More recently, it spiked to a staggering ~200,000 pushes daily, pushing our system to its limits. This surge began to impact the experience for other users, so I had to take action.
Here’s the story, along with some context about how Password Pusher handles push expiration and what we’ve done to keep the service running smoothly.
How Push Expiration Works
In Password Pusher, pushes (and their associated requests) are designed to expire automatically based on either a view limit or a duration limit. Once a limit is reached, the secret URL self-destructs, ensuring sensitive data doesn’t linger.
- View-Based Expiration: This is straightforward. When a push reaches its final allowed view, the application displays the payload and immediately deletes the push.
- Duration-Based Expiration: This requires periodic scans. Background jobs run at intervals to identify pushes that have exceeded their duration and trigger their deletion.
To ensure no expired pushes slip through, we re-verify expiration limits whenever a viewer requests a push. If the limits are exceeded, the push is deleted on the spot, and the viewer sees an expiration message.

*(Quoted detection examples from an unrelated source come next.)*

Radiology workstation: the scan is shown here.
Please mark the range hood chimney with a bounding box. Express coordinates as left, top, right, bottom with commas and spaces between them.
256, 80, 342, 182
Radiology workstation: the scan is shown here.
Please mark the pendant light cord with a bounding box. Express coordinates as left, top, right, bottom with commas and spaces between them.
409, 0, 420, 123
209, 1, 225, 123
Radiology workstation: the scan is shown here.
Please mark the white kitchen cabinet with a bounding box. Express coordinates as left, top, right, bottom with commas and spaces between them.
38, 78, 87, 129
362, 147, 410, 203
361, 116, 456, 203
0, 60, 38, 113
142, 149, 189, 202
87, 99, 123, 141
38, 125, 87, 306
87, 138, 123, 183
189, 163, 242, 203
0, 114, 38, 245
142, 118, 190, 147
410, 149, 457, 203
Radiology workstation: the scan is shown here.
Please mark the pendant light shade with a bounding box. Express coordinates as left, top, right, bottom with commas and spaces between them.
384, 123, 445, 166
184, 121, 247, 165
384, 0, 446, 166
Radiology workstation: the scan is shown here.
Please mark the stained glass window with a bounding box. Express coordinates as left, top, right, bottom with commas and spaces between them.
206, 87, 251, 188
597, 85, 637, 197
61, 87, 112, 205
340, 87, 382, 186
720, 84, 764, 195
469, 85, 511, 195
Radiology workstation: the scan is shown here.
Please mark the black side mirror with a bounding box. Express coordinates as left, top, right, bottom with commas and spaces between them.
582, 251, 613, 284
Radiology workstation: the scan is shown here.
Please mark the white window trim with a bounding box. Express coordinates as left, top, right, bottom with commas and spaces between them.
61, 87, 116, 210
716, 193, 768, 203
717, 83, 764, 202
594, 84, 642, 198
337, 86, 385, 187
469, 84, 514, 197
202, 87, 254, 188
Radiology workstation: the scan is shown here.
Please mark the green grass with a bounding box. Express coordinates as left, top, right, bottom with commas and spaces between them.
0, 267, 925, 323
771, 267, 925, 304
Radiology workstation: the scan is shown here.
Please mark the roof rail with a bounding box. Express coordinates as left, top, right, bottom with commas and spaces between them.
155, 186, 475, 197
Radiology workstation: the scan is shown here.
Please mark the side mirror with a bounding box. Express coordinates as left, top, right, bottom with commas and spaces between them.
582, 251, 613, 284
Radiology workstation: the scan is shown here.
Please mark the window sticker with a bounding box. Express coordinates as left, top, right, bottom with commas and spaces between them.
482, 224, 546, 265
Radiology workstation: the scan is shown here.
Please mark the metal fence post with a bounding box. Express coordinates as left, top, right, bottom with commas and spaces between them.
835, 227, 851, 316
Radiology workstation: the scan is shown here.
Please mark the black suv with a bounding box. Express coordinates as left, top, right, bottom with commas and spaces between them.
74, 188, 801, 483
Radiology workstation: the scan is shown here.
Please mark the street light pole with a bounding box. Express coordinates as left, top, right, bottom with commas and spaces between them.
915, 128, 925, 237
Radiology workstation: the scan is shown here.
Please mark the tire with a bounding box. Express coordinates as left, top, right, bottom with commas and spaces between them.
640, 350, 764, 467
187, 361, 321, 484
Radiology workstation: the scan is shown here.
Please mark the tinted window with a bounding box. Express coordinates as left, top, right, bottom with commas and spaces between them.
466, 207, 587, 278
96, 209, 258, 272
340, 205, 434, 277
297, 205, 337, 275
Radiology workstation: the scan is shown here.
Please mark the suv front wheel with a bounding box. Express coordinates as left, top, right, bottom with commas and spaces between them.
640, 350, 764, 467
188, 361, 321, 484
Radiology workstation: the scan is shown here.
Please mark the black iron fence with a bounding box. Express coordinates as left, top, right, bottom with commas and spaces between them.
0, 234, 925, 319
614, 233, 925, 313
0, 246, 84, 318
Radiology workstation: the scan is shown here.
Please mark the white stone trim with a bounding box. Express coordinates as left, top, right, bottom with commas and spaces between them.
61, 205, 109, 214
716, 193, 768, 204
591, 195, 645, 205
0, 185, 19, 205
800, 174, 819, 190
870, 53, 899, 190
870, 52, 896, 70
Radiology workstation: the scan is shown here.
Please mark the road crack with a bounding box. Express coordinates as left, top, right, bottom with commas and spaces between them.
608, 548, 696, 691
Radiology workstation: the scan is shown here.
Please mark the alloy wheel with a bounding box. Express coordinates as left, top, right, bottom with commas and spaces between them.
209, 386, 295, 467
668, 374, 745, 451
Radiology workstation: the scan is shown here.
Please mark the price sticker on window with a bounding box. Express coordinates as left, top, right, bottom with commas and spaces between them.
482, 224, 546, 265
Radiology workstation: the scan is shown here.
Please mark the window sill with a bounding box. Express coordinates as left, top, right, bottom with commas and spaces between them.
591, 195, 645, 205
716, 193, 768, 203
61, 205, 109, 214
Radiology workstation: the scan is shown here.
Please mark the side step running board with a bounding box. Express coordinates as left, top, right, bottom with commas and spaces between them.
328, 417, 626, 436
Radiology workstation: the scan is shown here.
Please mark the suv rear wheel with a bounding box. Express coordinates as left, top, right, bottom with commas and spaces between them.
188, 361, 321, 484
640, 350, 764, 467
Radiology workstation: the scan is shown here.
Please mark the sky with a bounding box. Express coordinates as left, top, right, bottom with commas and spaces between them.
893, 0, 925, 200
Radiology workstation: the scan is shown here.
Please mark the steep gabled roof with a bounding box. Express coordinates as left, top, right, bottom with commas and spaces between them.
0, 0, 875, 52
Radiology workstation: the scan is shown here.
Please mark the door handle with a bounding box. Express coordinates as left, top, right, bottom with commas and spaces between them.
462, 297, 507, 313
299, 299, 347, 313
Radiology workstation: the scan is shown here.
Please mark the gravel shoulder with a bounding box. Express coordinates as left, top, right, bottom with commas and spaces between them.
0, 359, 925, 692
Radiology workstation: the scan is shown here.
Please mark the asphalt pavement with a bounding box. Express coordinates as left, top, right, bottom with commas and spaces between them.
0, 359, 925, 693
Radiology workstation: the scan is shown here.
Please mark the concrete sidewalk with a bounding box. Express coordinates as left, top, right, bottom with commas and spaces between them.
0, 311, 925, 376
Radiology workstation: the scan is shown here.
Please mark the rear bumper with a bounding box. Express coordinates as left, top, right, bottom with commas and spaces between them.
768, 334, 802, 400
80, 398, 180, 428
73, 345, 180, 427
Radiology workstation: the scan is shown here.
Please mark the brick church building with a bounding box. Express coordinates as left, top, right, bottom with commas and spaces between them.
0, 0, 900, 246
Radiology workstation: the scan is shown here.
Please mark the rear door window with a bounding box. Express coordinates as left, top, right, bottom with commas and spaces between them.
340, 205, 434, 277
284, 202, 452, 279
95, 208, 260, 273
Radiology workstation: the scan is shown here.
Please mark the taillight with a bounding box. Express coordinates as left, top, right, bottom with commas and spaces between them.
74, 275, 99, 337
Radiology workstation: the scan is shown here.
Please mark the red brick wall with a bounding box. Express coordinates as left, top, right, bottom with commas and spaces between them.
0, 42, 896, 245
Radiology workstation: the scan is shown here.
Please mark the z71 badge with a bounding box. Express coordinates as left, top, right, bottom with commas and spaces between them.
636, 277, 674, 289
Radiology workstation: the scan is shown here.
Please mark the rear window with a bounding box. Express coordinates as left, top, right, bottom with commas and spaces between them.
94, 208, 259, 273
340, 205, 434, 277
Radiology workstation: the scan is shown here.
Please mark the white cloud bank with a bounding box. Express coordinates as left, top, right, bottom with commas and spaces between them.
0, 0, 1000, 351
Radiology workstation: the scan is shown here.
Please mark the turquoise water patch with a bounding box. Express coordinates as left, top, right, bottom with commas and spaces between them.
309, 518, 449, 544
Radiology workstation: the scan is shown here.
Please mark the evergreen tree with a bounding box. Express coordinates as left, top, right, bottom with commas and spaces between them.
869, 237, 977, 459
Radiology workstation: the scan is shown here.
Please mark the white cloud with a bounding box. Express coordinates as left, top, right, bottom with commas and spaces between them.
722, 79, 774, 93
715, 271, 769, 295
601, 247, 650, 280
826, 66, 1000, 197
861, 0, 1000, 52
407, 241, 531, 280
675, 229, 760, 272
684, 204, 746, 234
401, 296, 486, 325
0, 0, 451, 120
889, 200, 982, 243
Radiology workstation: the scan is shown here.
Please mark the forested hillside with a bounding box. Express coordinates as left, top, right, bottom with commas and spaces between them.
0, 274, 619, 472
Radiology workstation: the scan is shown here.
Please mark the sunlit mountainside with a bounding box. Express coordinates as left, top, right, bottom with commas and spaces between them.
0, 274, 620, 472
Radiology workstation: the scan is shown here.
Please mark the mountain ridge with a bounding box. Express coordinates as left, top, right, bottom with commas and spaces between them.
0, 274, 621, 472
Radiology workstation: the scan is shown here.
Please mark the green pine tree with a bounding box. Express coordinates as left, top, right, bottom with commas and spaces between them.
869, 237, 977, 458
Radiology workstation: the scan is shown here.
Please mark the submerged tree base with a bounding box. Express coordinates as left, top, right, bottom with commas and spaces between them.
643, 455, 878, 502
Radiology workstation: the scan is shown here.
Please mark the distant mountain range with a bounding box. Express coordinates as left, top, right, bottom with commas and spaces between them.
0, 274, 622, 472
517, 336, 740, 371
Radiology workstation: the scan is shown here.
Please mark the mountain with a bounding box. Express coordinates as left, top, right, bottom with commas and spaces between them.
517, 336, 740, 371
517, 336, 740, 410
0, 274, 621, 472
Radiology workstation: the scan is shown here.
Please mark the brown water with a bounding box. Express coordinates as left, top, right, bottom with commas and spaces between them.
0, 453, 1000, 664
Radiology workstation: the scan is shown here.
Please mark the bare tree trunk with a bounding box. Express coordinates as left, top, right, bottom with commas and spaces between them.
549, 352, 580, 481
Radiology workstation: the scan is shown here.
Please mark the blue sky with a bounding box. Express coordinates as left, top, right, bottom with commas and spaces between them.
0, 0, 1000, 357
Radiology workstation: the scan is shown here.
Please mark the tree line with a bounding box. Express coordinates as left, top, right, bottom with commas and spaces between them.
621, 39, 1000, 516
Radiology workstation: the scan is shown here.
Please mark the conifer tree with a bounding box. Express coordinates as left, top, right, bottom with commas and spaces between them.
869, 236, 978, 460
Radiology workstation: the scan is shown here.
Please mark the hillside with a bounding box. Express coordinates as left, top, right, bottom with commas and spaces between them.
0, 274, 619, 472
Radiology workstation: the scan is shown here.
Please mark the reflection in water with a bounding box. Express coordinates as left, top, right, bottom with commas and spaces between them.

This approach guarantees that expiration rules are always enforced, even if a background job hasn’t yet processed a push.
The Impact of the Anonymous IP
As the IP’s activity surged to ~200,000 pushes per day, our background expiration jobs took longer to complete. This increased system load and began affecting other users’ experience. While I’d like to believe there was a valid use case behind this activity, the strain it placed on Password Pusher’s infrastructure was undeniable.
Of course I can scale out more workers and increase resources but this all has a financial cost. For the single anonymous source with unknown motives, this wasn’t an option.
So to address this, I made the tough decision to block the IP—a step I’ve rarely taken. I also optimized the performance of the background expiration job and tightened API throttling to better manage high-volume usage. These changes have helped stabilize the system and ensure a smoother experience for all users.
Looking Ahead
Password Pusher is an open-source project at its core, built by the team at Apnotic to serve the community.
We’re committed to providing anonymous access and supporting diverse use cases, but we also have to prioritize the availability and performance of the service for everyone.
A Message to the Owner of that IP
If you’re the user behind this IP and have a legitimate use case, please reach out! I’d be happy to discuss how we can support your needs without compromising the experience for others.
You can contact me directly, and we’ll work to find a solution.
Alternatively, if your use case involves high-volume pushes, you might consider self-hosting your own instance of Password Pusher to better suit your needs. Here’s how you can get started:
Run Your Own Ephemeral Instance
Set up a DNS record to point to your server (e.g., pwpush.example.com).
Run the following command:
docker run -d -p "80:80" -p "443:433" --env TLS_DOMAIN=pwpush.example.com pglombardo/pwpush:latest
Browse to https://pwpush.example.com
.
Or Alternatively
Use one of our production-ready Docker Compose files with persistent databases for a more robust setup.
Thank you to our amazing community for your continued support. Password Pusher thrives because of you.